Verdade seja dita, certas mulheres têm, latente ou não, um certo desejo de serem maltratadas, uma certa propensão para o masoquismo; Laura é uma dessas mulheres e Zé em certa medida despertava nela todos esses desejos recônditos.
Depois de mil e uma aventuras e outras tantas quecas, a última das quais na rua junto à porta do prédio de Laura, afastaram-se sem rancores e naturalmente. Embora tenha ficado um desejo sempre presente, que deu para umas tantas recaídas nomeadamente no carro de Laura, esse afastamento foi real até existir apenas uma espécie de amizade.
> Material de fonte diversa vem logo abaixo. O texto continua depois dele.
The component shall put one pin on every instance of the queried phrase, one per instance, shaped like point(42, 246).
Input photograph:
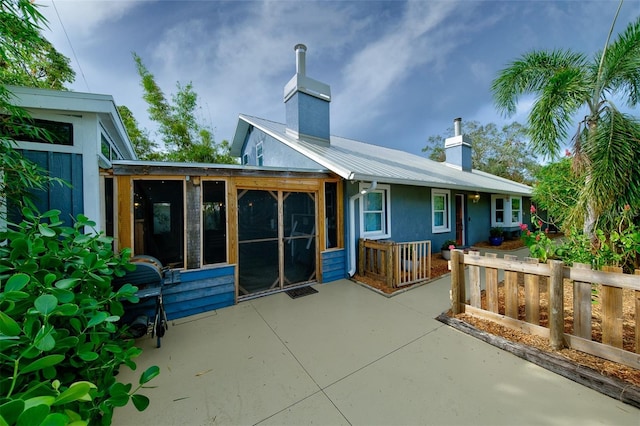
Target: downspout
point(352, 226)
Para espanto de Zé um dia ao ligar a Laura, esta diz-lhe que estava à espera do namorado, ao que Zé lhe pergunta se era a sério a relação, se ela estava apaixonada. Respondeu-lhe que não sabia; ora se não sabe é porque não está, pensou Zé. Apesar disto lá continuou Laura com o “namoradinho” dela, Zé chegou mesmo a vê-la passados poucos dias com ele, juntamente com o pai e a irmã dele. E o gajo, um tal de Roberto, era um idiota de primeira, só pensava era no ginásio e em ganhar “caparro”, e mandar umas valentes quecas em Laura. Mas com os idiotas é sempre assim, o que não têm no cérebro sobra-lhes na pila.
Zé perdeu todo o respeito que tinha ainda por Laura, embora já fosse pouco também, porque depois de alguém nos fazer um broche numa casa de banho pública e querer que a sodomizemos num parque de estacionamento enquanto espetamos umas lambadas no cu, torna-se difícil haver grande respeito. Tesão sim, respeito é outra história.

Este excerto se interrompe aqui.